If people are enjoying it and having fun then so be it, they are no less gamers than we. I would certainly not tell my Grandmother she is no gamer because she does a weekly Scrabble game with her friends.
Too often people forget if you are having fun and enjoying your time then thats the point, if you as a person dont like these particular games thats great and fine dont play them, but those who do arent below us in some psuedo apartheid way.
Over all a cheap ploy to get thumbs based on a popular movement of elitism amongst gamers. "My games are games, your games are not games because we say so and they are not popular amongst us."
My definition of 'non-gamer': Someone who makes fun of other people who play games as a hobby.
Sadly, this describes my entire extended family. *sigh*
That is sad. To make fun of anyone is a sign of pretty severe insecurity. I wonder what's eating them?
Personally, I wouldn't deal with such people -- family or not -- with the exception of superficial civility, but nothing more than that. They don't deserve your friendship, which has value -- more than likely.
Its SO nice to see that rather than encouraging these gamers who play these kind of games we would rather point them out as 'non gamers'. "What? You havent heard of Reiner Knizia? What an idiot, your no gamer."
If people are enjoying it and having fun then so be it, they are no less gamers than we. I would certainly not tell my Grandmother she is no gamer because she does a weekly Scrabble game with her friends.

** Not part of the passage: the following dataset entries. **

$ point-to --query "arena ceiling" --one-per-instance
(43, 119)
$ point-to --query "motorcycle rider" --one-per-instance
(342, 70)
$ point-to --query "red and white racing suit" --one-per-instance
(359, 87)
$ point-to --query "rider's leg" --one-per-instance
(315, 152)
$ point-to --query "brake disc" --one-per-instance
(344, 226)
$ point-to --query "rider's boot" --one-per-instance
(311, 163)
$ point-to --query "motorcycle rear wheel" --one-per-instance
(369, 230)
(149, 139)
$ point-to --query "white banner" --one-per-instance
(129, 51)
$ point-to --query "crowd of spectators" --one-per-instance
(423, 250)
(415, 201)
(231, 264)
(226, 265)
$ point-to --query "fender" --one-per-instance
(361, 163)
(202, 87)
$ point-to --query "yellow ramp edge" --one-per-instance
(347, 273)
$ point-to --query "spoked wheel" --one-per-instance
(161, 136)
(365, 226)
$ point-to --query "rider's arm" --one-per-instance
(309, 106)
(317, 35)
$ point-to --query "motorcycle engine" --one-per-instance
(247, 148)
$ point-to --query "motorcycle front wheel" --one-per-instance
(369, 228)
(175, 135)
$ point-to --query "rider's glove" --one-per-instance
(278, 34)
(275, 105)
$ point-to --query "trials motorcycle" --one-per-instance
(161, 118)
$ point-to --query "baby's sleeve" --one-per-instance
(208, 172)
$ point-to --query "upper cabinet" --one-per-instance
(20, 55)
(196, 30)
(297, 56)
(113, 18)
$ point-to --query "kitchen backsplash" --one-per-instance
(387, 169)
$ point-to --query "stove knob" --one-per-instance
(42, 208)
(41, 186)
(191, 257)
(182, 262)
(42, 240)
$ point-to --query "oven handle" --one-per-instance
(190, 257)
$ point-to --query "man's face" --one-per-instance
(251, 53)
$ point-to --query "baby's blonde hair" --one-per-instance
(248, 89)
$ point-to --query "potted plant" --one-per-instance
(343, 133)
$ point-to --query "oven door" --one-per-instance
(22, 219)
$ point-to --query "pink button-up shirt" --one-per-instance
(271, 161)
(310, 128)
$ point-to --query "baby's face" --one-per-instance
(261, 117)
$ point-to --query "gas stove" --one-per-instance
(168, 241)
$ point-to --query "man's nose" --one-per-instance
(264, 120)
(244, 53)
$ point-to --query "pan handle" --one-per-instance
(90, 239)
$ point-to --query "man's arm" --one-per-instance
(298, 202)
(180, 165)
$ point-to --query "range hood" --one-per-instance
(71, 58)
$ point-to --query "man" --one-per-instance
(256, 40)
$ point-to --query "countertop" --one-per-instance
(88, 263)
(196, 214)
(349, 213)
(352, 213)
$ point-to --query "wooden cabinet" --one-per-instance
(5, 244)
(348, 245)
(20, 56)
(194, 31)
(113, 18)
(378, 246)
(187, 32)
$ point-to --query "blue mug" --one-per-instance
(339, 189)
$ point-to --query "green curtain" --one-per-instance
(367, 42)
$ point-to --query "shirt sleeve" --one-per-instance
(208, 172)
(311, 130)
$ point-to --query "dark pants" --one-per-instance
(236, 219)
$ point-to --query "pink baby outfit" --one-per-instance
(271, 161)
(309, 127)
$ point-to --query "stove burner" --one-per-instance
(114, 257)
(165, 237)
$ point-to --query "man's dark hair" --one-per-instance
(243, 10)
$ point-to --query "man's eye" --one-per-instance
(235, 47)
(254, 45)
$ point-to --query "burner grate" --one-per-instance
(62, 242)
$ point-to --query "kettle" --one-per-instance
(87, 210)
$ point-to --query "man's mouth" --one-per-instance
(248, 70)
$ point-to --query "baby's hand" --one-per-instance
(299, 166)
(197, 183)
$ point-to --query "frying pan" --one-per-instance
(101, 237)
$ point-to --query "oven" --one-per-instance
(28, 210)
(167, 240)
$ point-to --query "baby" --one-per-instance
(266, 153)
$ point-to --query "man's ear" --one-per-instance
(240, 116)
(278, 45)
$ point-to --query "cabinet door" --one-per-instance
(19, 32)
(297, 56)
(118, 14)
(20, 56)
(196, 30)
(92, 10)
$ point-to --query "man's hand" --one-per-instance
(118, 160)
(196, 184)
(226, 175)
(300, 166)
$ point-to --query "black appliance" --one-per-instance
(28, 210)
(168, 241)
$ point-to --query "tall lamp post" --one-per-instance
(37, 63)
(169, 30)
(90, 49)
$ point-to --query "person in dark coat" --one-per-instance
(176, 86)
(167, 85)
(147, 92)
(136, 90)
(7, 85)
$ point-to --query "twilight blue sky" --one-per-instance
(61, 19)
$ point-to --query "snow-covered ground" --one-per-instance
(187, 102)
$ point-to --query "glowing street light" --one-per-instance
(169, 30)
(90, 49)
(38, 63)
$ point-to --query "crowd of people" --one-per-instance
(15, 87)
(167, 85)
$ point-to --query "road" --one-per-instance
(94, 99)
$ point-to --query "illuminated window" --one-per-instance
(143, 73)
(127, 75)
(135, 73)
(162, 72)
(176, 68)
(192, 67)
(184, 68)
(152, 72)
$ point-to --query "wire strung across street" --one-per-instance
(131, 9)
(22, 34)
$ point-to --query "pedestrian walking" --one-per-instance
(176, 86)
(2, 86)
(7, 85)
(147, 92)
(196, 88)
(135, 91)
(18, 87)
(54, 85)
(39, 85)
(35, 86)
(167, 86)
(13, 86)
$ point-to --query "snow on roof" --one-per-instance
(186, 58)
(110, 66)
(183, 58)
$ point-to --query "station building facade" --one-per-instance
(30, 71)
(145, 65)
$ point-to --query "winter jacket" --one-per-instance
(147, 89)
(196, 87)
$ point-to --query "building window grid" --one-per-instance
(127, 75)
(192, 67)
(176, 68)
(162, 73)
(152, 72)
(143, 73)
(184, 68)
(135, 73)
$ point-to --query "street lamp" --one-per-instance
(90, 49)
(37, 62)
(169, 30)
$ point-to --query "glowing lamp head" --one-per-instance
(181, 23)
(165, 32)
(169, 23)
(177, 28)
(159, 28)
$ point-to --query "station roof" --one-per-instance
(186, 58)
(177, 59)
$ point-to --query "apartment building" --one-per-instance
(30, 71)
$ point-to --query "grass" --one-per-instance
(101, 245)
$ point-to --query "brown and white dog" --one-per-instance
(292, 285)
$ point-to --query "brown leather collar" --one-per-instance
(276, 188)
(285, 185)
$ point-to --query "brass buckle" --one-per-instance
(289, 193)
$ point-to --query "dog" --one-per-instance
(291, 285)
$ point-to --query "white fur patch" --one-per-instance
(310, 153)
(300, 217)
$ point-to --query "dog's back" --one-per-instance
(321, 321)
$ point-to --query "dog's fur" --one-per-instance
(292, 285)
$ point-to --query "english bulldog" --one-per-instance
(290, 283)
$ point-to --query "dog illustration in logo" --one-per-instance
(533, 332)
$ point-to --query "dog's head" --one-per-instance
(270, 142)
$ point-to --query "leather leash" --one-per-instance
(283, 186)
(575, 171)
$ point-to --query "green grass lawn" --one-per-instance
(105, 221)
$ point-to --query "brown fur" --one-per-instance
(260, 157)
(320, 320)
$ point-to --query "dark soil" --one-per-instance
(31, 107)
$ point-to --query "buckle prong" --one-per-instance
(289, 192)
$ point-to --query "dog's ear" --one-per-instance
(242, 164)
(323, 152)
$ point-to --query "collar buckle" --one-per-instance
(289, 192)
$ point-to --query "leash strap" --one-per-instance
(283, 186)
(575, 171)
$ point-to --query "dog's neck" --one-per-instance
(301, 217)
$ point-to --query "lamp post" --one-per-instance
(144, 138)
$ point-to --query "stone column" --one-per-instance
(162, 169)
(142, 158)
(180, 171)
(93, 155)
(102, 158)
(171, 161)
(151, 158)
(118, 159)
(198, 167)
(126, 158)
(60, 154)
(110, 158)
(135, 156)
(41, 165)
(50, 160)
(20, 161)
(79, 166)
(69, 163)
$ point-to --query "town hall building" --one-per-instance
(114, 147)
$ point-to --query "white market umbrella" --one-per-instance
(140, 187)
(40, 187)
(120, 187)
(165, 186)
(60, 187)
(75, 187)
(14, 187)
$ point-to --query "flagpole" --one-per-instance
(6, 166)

Too often people forget if you are having fun and enjoying your time then thats the point, if you as a person dont like these particular games thats great and fine dont play them, but those who do arent below us in some psuedo apartheid way.
Over all a cheap ploy to get thumbs based on a popular movement of elitism amongst gamers. "My games are games, your games are not games because we say so and they are not popular amongst us."
Very true. I could be wrong, but we were ALL non-gamers at one time.
... a popular movement of elitism amongst gamers. "My games are games, your games are not games because we say so...."
In this context, I would like Luftwaffe to explain his titular statement: "Real gamers play with the original Dud cards." Or, did I miss intended irony?
... a popular movement of elitism amongst gamers. "My games are games, your games are not games because we say so...."
In this context, I would like Luftwaffe to explain his titular statement: "Real gamers play with the original Dud cards." Or, did I miss intended irony?
You did...its about 3 miles back from where you came, on the left not right.